Every time I write about sweatproof clothing, someone asks me the same question: what’s actually the best material to stop sweating? I get why people want a simple answer, but after years of testing shirts for my own hyperhidrosis, I can tell you the honest answer isn’t just about the fabric. The technology built into that fabric — how it’s constructed, treated, and layered — often matters more than the raw material itself.
Cotton: Comfortable, But Not Great on Its Own
Cotton is soft, breathable, and cheap, which is why it’s the default for most undershirts. The problem is that cotton absorbs moisture and holds onto it instead of moving it anywhere — it gets heavy, clings to your skin, and shows wet patches fast. For light, everyday sweating it’s fine. For anything more than that, cotton alone works against you.

Synthetic Blends: Wick Moisture, But Don’t Block It
Polyester and nylon blends, especially ones built with engineered channel fibers like COOLMAX, work completely differently from cotton. Instead of absorbing sweat, they pull it away from your skin and spread it across the fabric surface so it evaporates faster. I wrote about my experience with H&M’s COOLMAX t-shirts and this is exactly the mechanism at play — it’s the same wicking principle behind most athletic wear. The catch is that wicking fabric doesn’t stop sweat from reaching the surface, it just helps it dry faster once it’s there. If you sweat heavily enough, it can still show through.

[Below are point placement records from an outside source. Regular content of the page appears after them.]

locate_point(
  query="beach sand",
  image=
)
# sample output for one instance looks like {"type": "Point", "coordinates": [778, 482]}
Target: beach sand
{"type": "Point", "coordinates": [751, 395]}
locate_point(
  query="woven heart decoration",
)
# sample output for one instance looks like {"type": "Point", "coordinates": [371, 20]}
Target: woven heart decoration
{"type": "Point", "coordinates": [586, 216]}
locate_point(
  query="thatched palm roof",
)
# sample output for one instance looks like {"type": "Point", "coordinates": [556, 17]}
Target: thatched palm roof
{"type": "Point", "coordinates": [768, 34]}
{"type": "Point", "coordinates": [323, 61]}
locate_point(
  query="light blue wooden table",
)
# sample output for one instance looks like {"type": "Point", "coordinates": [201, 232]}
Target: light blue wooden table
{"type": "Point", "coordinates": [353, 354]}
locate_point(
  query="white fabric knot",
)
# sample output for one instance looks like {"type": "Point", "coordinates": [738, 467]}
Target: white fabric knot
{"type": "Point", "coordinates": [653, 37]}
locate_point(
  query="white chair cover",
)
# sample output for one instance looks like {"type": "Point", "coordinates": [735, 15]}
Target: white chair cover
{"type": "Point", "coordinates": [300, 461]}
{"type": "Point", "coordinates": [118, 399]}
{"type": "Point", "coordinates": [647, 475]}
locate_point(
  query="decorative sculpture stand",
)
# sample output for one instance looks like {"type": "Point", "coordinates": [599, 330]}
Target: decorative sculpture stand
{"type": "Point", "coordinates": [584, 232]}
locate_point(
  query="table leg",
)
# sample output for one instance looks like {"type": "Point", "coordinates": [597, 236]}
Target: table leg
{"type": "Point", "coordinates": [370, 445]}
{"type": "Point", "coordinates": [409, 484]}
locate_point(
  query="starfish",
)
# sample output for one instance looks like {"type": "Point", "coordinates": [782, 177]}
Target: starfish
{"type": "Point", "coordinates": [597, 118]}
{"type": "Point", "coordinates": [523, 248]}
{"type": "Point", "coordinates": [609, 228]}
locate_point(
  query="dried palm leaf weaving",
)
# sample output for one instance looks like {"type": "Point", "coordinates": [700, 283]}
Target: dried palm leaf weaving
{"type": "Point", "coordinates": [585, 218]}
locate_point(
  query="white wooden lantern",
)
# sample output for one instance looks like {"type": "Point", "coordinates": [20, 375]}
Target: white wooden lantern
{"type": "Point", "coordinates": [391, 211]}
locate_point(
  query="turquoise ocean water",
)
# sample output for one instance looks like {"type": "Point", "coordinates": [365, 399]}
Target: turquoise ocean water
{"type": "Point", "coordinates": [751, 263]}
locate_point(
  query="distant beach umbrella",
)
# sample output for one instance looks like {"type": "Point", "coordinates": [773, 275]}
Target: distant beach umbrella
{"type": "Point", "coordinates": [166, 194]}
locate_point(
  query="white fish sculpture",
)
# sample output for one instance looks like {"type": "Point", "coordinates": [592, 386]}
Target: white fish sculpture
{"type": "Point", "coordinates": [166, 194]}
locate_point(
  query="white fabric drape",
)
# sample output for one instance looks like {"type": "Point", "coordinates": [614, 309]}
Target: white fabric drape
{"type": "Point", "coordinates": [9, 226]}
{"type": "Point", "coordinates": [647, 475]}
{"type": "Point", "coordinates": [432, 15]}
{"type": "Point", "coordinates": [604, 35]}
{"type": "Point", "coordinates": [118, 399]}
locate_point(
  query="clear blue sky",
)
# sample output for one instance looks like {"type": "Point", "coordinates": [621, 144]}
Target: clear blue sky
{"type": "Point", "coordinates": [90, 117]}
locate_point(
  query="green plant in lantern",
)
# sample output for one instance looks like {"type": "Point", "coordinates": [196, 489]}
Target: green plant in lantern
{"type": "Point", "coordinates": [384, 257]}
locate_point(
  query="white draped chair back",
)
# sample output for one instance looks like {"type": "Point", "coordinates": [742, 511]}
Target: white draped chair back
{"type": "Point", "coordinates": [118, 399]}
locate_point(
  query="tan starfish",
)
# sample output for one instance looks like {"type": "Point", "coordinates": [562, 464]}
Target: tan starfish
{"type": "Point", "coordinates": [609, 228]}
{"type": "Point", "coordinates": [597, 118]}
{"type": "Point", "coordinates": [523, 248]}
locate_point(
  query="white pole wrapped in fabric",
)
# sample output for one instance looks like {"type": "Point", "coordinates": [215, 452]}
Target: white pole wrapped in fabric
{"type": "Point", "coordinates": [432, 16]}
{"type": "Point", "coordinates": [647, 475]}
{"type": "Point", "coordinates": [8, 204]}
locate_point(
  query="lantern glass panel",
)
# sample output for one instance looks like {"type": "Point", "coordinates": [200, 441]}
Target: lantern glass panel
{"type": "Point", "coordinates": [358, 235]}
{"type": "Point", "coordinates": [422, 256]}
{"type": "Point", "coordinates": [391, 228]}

Merino Wool: The Dark Horse Option
Merino wool doesn’t come up much in sweat conversations, but it’s worth knowing about. It naturally resists odor-causing bacteria, regulates temperature in both hot and cold conditions, and can absorb a surprising amount of moisture before it feels wet against your skin. The downsides are cost and availability — it’s expensive, and it’s much less common as an undershirt fabric than cotton or synthetic blends.

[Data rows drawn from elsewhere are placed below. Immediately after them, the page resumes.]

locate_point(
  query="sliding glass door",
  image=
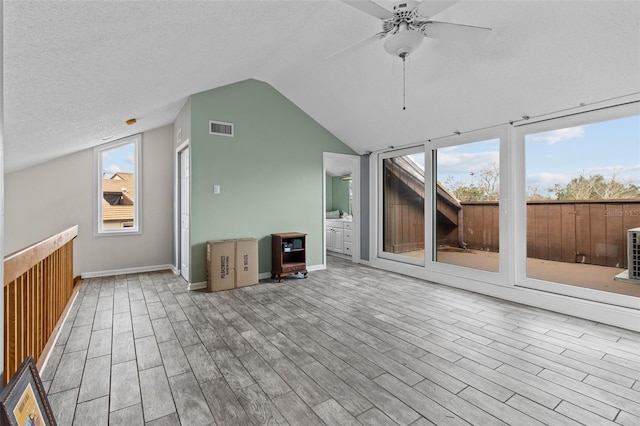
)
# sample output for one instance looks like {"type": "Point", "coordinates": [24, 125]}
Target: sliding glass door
{"type": "Point", "coordinates": [467, 205]}
{"type": "Point", "coordinates": [582, 198]}
{"type": "Point", "coordinates": [403, 204]}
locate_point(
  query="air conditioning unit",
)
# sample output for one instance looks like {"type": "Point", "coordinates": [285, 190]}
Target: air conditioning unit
{"type": "Point", "coordinates": [633, 250]}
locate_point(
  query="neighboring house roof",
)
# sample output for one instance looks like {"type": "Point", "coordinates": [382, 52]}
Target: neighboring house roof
{"type": "Point", "coordinates": [119, 213]}
{"type": "Point", "coordinates": [122, 183]}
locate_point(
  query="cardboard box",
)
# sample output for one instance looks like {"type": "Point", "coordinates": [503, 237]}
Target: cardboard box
{"type": "Point", "coordinates": [221, 265]}
{"type": "Point", "coordinates": [246, 262]}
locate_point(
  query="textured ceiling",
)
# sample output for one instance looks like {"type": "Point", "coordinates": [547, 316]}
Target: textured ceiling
{"type": "Point", "coordinates": [75, 71]}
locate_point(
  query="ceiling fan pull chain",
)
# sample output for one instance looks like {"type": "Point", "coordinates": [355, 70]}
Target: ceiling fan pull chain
{"type": "Point", "coordinates": [404, 83]}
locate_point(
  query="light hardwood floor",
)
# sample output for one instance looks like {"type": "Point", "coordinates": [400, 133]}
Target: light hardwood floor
{"type": "Point", "coordinates": [349, 345]}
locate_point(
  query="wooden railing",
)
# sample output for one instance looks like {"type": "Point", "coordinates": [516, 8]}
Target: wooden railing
{"type": "Point", "coordinates": [38, 285]}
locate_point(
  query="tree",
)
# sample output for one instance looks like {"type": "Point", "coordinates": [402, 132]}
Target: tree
{"type": "Point", "coordinates": [595, 187]}
{"type": "Point", "coordinates": [485, 185]}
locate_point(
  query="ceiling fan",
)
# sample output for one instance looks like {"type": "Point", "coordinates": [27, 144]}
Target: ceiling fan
{"type": "Point", "coordinates": [410, 22]}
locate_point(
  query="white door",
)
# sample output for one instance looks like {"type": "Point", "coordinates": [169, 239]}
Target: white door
{"type": "Point", "coordinates": [185, 246]}
{"type": "Point", "coordinates": [338, 239]}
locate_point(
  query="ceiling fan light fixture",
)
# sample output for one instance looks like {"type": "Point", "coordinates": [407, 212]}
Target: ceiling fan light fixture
{"type": "Point", "coordinates": [403, 43]}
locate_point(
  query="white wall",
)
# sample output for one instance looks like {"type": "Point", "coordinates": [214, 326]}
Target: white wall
{"type": "Point", "coordinates": [45, 199]}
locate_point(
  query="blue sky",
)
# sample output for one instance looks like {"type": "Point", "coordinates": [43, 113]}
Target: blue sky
{"type": "Point", "coordinates": [119, 159]}
{"type": "Point", "coordinates": [609, 148]}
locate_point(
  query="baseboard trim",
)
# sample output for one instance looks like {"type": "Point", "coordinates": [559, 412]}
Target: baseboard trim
{"type": "Point", "coordinates": [125, 271]}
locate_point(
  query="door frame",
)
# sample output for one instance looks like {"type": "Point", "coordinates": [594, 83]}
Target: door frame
{"type": "Point", "coordinates": [177, 229]}
{"type": "Point", "coordinates": [355, 177]}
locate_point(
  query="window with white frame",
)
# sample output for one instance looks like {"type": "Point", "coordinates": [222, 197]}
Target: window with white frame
{"type": "Point", "coordinates": [118, 187]}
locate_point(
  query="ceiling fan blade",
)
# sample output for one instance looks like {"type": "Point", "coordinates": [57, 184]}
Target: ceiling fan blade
{"type": "Point", "coordinates": [456, 32]}
{"type": "Point", "coordinates": [356, 46]}
{"type": "Point", "coordinates": [370, 8]}
{"type": "Point", "coordinates": [429, 8]}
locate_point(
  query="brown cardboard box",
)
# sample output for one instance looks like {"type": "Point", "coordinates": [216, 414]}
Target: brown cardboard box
{"type": "Point", "coordinates": [246, 262]}
{"type": "Point", "coordinates": [220, 265]}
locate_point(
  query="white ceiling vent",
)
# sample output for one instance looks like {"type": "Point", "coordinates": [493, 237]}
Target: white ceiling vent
{"type": "Point", "coordinates": [220, 128]}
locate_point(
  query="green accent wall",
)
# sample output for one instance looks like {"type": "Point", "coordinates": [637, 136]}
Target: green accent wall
{"type": "Point", "coordinates": [329, 193]}
{"type": "Point", "coordinates": [270, 173]}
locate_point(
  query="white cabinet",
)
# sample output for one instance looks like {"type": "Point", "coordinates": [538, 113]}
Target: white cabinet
{"type": "Point", "coordinates": [338, 234]}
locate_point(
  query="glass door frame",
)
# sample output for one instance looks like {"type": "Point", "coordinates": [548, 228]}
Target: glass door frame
{"type": "Point", "coordinates": [380, 253]}
{"type": "Point", "coordinates": [504, 276]}
{"type": "Point", "coordinates": [520, 229]}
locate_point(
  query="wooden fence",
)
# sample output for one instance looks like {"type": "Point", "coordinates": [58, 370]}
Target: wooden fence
{"type": "Point", "coordinates": [38, 285]}
{"type": "Point", "coordinates": [593, 232]}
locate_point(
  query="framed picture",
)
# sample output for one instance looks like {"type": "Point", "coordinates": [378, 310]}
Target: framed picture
{"type": "Point", "coordinates": [23, 401]}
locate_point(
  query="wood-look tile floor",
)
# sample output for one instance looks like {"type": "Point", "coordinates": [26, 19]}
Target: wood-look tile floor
{"type": "Point", "coordinates": [349, 345]}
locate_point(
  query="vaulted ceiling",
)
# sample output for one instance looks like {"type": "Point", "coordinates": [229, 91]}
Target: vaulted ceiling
{"type": "Point", "coordinates": [75, 71]}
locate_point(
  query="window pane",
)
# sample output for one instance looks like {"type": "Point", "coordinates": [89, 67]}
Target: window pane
{"type": "Point", "coordinates": [467, 205]}
{"type": "Point", "coordinates": [583, 196]}
{"type": "Point", "coordinates": [118, 187]}
{"type": "Point", "coordinates": [403, 195]}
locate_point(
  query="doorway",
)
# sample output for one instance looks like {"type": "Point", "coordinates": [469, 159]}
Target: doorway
{"type": "Point", "coordinates": [341, 206]}
{"type": "Point", "coordinates": [182, 216]}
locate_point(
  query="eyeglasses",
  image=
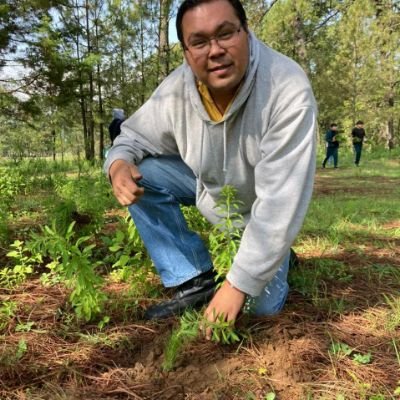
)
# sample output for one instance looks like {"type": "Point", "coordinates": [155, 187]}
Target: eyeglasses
{"type": "Point", "coordinates": [201, 46]}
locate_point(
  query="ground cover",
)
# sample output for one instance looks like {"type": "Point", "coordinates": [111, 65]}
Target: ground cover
{"type": "Point", "coordinates": [338, 337]}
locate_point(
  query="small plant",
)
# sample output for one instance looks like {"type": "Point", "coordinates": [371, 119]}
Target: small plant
{"type": "Point", "coordinates": [7, 312]}
{"type": "Point", "coordinates": [74, 264]}
{"type": "Point", "coordinates": [225, 236]}
{"type": "Point", "coordinates": [222, 331]}
{"type": "Point", "coordinates": [191, 323]}
{"type": "Point", "coordinates": [24, 265]}
{"type": "Point", "coordinates": [129, 259]}
{"type": "Point", "coordinates": [187, 331]}
{"type": "Point", "coordinates": [13, 354]}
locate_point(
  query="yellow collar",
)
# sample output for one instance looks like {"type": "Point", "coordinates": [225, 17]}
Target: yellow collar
{"type": "Point", "coordinates": [209, 103]}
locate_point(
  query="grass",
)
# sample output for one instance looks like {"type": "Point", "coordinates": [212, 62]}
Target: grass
{"type": "Point", "coordinates": [338, 337]}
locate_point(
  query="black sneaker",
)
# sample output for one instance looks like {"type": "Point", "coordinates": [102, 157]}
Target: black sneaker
{"type": "Point", "coordinates": [191, 294]}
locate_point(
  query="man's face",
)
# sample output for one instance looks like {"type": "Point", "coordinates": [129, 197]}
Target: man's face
{"type": "Point", "coordinates": [220, 69]}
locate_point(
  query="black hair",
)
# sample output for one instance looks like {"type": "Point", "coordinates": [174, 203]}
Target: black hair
{"type": "Point", "coordinates": [190, 4]}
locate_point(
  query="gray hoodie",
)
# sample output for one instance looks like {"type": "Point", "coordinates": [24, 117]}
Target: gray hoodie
{"type": "Point", "coordinates": [264, 147]}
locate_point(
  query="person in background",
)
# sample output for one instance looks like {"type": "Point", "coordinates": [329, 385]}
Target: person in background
{"type": "Point", "coordinates": [358, 136]}
{"type": "Point", "coordinates": [332, 149]}
{"type": "Point", "coordinates": [234, 113]}
{"type": "Point", "coordinates": [114, 128]}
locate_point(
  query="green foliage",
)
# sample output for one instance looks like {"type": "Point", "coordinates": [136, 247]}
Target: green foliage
{"type": "Point", "coordinates": [191, 323]}
{"type": "Point", "coordinates": [83, 199]}
{"type": "Point", "coordinates": [187, 331]}
{"type": "Point", "coordinates": [222, 331]}
{"type": "Point", "coordinates": [225, 236]}
{"type": "Point", "coordinates": [23, 267]}
{"type": "Point", "coordinates": [7, 312]}
{"type": "Point", "coordinates": [12, 182]}
{"type": "Point", "coordinates": [129, 259]}
{"type": "Point", "coordinates": [14, 354]}
{"type": "Point", "coordinates": [72, 261]}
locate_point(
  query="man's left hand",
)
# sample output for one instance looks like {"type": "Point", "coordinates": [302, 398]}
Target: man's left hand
{"type": "Point", "coordinates": [227, 302]}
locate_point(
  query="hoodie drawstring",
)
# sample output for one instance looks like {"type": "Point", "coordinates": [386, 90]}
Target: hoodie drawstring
{"type": "Point", "coordinates": [224, 167]}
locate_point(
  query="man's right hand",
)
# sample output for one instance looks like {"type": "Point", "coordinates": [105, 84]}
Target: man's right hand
{"type": "Point", "coordinates": [123, 177]}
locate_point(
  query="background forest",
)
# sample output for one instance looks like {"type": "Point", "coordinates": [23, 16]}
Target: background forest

Beyond the Material: The Technology That Actually Matters
This is the part that gets skipped in most “best fabric” advice, but it’s arguably more important than the raw material choice:
- Moisture-wicking construction — engineered fibers (like COOLMAX) that physically move sweat to the fabric surface. Good for mild-to-moderate sweating and everyday comfort. I broke down the mechanics of this versus absorption in moisture-wicking vs. moisture-absorbing fabrics.
- Absorb-and-block double-layer construction — brands like SUTRAN Technology use an absorbent inner layer plus a hydrophobic outer barrier specifically to stop sweat from reaching the visible surface at all, not just dry it faster. This is the category to look at if wicking fabric alone isn’t cutting it.

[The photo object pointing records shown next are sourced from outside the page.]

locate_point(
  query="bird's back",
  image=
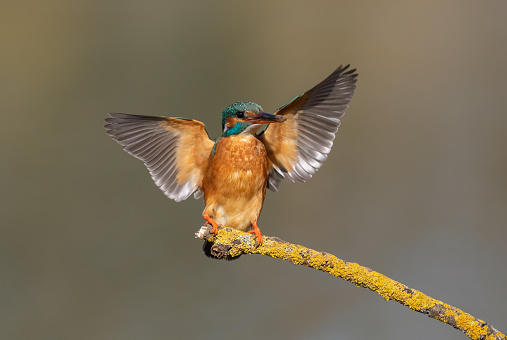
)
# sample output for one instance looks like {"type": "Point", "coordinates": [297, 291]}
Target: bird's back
{"type": "Point", "coordinates": [235, 181]}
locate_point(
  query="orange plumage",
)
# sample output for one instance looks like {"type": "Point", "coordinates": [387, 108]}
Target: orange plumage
{"type": "Point", "coordinates": [234, 171]}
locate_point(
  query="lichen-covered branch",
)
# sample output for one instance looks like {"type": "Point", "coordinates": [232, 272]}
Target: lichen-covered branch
{"type": "Point", "coordinates": [230, 244]}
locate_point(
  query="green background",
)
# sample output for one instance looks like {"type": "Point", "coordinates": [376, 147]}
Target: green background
{"type": "Point", "coordinates": [415, 186]}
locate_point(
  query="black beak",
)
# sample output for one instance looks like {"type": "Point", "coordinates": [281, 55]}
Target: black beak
{"type": "Point", "coordinates": [265, 118]}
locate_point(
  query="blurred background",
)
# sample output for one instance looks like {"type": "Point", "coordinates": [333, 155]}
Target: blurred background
{"type": "Point", "coordinates": [415, 186]}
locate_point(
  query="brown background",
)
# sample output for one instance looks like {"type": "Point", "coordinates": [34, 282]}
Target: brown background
{"type": "Point", "coordinates": [415, 186]}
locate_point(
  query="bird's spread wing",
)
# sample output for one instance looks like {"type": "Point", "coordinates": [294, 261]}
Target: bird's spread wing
{"type": "Point", "coordinates": [174, 150]}
{"type": "Point", "coordinates": [298, 147]}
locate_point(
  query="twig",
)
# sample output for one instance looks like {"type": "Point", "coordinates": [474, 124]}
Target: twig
{"type": "Point", "coordinates": [230, 244]}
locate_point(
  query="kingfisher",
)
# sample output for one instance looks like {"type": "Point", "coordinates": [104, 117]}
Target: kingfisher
{"type": "Point", "coordinates": [257, 150]}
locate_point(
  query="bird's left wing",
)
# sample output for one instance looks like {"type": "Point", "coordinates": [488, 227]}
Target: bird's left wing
{"type": "Point", "coordinates": [298, 147]}
{"type": "Point", "coordinates": [174, 150]}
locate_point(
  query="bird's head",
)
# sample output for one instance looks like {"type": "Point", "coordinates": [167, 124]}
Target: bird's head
{"type": "Point", "coordinates": [246, 117]}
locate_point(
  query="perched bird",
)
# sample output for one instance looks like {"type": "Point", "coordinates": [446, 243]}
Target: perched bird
{"type": "Point", "coordinates": [234, 170]}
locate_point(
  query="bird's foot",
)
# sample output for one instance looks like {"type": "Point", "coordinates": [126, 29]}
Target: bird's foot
{"type": "Point", "coordinates": [257, 233]}
{"type": "Point", "coordinates": [211, 221]}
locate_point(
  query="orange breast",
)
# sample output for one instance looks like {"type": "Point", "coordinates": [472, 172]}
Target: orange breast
{"type": "Point", "coordinates": [235, 181]}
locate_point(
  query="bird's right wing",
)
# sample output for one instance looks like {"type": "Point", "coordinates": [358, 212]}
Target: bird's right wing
{"type": "Point", "coordinates": [298, 147]}
{"type": "Point", "coordinates": [174, 150]}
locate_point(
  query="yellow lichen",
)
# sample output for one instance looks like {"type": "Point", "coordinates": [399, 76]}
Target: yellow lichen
{"type": "Point", "coordinates": [241, 243]}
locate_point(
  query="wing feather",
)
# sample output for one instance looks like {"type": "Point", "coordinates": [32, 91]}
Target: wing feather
{"type": "Point", "coordinates": [174, 150]}
{"type": "Point", "coordinates": [298, 147]}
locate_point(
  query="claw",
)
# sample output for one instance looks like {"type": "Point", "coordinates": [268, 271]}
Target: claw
{"type": "Point", "coordinates": [209, 220]}
{"type": "Point", "coordinates": [257, 233]}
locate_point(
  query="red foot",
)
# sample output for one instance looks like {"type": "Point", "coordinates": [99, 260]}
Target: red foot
{"type": "Point", "coordinates": [209, 220]}
{"type": "Point", "coordinates": [257, 233]}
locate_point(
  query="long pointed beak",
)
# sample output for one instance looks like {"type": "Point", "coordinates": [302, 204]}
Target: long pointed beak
{"type": "Point", "coordinates": [265, 118]}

- Antimicrobial/anti-odor treatments — silver-ion treatments like SILVADUR (used in some of the boxer briefs in my sweatproof underwear roundup) fight the bacteria that cause sweat to smell, independent of the base fabric.
- Ventilation construction — underarm gussets, mesh side panels, and looser, dropped-shoulder cuts all increase airflow regardless of what the fabric is made of. I’ve talked about how layering and fit choices affect this too.
- Fit — a well-ventilated cut in a mediocre fabric can outperform a tight cut in a great fabric, simply because trapped heat against skin is what triggers more sweating in the first place.
So What’s Actually Best?
Honestly, there isn’t one answer — it depends on how much you sweat. For light, everyday sweating, a good moisture-wicking synthetic blend or merino wool is usually enough, and it’s the more comfortable, affordable route (my H&M COOLMAX pick lives here). For moderate to severe hyperhidrosis, wicking alone often isn’t enough, and you’ll get more real-world relief from an absorb-and-block barrier garment like SUTRAN or the picks in my sweatproof undershirts and sweatproof undergarments roundups. My honest recommendation is to match the technology to your actual level of sweating rather than chasing a single “best fabric.”
This post reflects my own experience testing different fabrics and technologies for hyperhidrosis — what works best will vary depending on how severe your sweating is.